L’allarme era scattato a metà novembre, quando su un gruppo Facebook locale era comparso un appello: alcuni asini, non macellabili per consumo umano, rischiavano di essere acquistati per un utilizzo alternativo che ne avrebbe segnato la fine. Da lì la decisione dell’associazione di tentare una strada per nulla semplice.
«Non avevamo mai affrontato un’operazione del genere», spiegano dall’Enpa di Reggio Emilia. «Abbiamo dovuto capire come intervenire in un’asta del tribunale e, soprattutto, dove collocare temporaneamente gli animali». Un percorso complesso, reso possibile dall’aiuto determinante dell’avvocata Gaia Perego, che ha seguito gratuitamente tutti i passaggi burocratici necessari.
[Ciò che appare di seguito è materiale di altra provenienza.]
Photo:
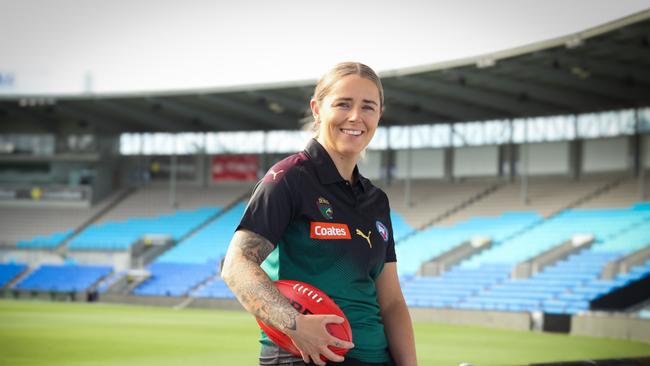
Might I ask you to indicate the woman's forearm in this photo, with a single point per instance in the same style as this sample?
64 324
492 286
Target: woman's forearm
399 331
252 286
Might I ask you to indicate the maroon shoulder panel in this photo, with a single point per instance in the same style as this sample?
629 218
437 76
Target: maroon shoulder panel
281 168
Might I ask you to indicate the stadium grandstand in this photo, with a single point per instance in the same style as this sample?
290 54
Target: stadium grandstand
517 180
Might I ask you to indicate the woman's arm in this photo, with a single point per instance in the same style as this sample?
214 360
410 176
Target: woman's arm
397 320
257 293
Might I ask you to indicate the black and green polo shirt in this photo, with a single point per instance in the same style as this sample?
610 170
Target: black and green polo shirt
329 233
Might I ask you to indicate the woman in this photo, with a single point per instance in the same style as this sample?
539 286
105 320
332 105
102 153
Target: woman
319 221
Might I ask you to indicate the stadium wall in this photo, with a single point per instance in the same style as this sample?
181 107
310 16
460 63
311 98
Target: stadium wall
425 163
370 166
119 260
476 161
32 257
646 146
610 325
606 155
493 319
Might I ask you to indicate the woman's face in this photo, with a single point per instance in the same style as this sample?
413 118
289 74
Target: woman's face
348 115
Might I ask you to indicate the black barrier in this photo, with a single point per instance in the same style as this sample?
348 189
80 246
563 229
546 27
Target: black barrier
624 297
634 361
558 323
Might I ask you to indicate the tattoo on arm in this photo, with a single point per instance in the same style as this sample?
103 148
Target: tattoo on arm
252 286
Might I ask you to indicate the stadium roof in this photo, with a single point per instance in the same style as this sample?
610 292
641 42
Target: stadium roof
604 68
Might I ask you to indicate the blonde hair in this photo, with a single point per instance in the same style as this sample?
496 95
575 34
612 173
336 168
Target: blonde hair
338 72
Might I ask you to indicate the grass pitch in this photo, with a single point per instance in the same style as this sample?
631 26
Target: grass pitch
53 334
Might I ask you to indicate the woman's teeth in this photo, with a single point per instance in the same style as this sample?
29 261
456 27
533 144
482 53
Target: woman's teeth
351 132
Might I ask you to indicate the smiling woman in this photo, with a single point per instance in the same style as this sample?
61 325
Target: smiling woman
347 104
350 256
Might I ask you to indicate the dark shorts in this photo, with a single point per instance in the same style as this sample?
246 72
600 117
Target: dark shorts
276 356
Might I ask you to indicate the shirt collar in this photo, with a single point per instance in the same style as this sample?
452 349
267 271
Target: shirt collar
325 168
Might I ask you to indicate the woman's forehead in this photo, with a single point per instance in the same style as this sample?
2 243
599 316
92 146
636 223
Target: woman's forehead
355 86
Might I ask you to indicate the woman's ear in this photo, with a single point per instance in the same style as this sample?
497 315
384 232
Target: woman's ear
313 104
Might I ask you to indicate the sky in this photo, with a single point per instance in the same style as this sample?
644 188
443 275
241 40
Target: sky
98 46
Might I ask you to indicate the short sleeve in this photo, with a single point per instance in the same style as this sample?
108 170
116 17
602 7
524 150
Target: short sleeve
390 245
270 209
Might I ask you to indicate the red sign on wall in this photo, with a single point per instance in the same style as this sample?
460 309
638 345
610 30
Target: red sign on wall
234 167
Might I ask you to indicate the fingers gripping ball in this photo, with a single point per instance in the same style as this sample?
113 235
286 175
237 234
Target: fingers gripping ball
307 299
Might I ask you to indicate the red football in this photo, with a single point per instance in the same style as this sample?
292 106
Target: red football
307 299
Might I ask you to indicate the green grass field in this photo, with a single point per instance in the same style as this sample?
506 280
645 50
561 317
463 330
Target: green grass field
45 333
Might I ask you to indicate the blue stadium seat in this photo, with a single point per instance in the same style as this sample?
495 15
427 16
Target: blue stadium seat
175 279
120 235
63 278
9 271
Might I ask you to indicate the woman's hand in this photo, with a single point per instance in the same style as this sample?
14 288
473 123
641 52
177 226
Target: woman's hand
312 338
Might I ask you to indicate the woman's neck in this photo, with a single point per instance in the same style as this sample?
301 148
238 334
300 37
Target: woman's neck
344 163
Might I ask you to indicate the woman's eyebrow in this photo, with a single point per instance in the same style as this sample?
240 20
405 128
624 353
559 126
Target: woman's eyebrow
347 99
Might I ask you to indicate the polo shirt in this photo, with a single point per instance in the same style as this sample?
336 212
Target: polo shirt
329 233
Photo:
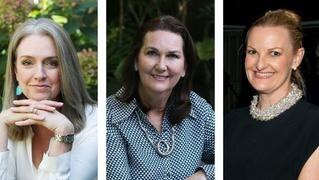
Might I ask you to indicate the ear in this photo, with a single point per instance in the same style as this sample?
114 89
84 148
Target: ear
184 71
135 66
298 58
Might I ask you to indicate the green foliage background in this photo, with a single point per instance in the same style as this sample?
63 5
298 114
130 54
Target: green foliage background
124 17
78 17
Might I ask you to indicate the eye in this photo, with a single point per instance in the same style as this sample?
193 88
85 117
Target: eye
26 62
251 51
275 53
51 63
151 53
172 55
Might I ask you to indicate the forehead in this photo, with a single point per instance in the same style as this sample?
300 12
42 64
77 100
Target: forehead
163 39
36 45
269 36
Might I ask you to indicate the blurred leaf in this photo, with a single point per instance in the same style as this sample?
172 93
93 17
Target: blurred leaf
90 33
59 19
205 49
72 25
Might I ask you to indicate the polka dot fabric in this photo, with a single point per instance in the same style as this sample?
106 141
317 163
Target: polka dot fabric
130 154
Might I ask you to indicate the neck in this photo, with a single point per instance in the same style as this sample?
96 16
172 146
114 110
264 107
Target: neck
268 99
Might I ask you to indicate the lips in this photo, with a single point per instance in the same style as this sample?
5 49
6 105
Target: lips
40 87
160 77
263 75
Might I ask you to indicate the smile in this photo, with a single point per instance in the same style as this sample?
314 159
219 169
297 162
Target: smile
40 87
160 77
263 75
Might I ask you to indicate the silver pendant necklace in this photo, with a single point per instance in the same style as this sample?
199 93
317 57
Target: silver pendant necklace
276 109
167 149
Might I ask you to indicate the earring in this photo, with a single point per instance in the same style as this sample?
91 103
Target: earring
135 66
18 90
183 75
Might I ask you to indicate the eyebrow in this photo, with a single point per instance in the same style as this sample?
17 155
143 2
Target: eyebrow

La svolta è arrivata nella mattinata di oggi. Poco prima delle 11, i sei asinelli sono arrivati a Reggio Emilia, accolti dall’associazione e da un volontario che li ospiterà fino al completamento delle pratiche.
Per loro si apre ora una fase completamente nuova. Saranno visitati da un veterinario, riceveranno cure adeguate e, soprattutto, potranno finalmente vivere in condizioni dignitose: all’aperto, oppure in uno stallo caldo. Nel luogo in cui erano detenuti, infatti, non avevano nemmeno un tetto sopra la testa.
L’Enpa di Reggio Emilia ha già provveduto a fornire fieno di qualità e mangime nutriente. Un ringraziamento speciale va anche a Tullio, volontario e punto di riferimento per gli animali da fattoria, che si sta prendendo cura degli asinelli in questa fase delicata.
Il futuro, intanto, è già scritto. Le famiglie adottive sono state individuate e attendono con entusiasmo l’arrivo dei loro nuovi compagni a quattro zampe. «Sono elettrizzate», raccontano dall’associazione. «E noi continueremo ad aggiornarvi».